In Rogers v. Bromac Title Services, a three judge panel from the 5th Circuit upheld the trial judge's decision to dismiss the plaintiff's wrongful termination claim pursuant to the Jury System Improvement Act ("JSIA"), 28 USC 1875.
In this case, plaintiff, a closing officer, sued her former employer (real estate company) for violating 28 USC 1875 ("No employer shall discharge, threaten to discharge, intimidate, or coerce any permanent employee by reason of such employee's jury service, or the attendance or scheduled attendance in connection with such service, in any court of the United States.")
Plaintiff alleges that she was terminated from Bromac because of her service as a grand juror which required her to miss numerous work days. Defendant claims that plaintiff was terminated for making two offcolor remarks at important meetings. Defendant moved for summary judgment and it was granted. Plaintiff filed a timely appeal.
Plaintiff's first offcolor comment, which occured on August 31, 2011 during a meeting with real estate agents, was as follows: [r]aise your hand if you have had unprotected sex.
Plaintiff's second offcolor comment, which occured on April 18, 2012, again during a meeting, was as follows: [y]ou guys know you are always welcome to call me after hours or on weekends. I always answer my phone unless I'm drinking.

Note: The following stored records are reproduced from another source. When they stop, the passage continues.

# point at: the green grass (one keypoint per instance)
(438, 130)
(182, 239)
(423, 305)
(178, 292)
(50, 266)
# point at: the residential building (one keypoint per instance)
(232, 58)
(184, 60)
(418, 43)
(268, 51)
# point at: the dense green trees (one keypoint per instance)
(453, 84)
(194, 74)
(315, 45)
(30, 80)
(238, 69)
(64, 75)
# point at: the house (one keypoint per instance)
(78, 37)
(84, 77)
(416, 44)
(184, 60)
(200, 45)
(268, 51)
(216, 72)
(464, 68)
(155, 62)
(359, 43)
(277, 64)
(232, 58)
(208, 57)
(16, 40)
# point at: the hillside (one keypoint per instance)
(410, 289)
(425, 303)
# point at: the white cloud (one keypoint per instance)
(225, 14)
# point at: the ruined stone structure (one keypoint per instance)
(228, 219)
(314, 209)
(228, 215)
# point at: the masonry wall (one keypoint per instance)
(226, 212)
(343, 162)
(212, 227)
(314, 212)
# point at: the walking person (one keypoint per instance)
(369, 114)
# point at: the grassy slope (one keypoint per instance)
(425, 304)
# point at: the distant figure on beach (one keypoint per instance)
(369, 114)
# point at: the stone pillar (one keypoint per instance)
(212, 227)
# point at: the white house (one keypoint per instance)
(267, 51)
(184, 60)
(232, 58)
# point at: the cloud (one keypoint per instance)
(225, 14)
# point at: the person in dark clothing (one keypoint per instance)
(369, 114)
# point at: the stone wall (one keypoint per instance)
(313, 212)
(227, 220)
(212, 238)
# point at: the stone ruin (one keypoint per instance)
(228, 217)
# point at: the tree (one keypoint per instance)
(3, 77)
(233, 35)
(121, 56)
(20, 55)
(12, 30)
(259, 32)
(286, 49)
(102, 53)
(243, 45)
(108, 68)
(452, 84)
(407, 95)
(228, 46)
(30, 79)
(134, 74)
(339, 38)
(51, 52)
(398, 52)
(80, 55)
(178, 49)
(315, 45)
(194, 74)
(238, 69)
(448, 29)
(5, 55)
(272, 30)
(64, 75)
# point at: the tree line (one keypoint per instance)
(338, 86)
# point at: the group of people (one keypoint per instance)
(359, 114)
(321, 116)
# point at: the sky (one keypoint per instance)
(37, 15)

2 days after this second comment plaintiff was fired. She had been on the job since April 29, 2009. Rogers grand jury service had initially run from Aug 22, 2011 to Feb. 19, 2012; however, it was extended to August 19, 2012.
In upholding the trial court's dismissal of plaintiff's claim, the three judge panel determined that with claims arising under the JSIA, the plaintiff must prove that she would not have been subjected to the adverse employment action but-for her jury service. The panel then determined that the evidence presented by plaintiff was not enough to create a genuine material issue of fact that the reasons (her inappropriate statements in two important meetings) offered by the defendant were pre-textual.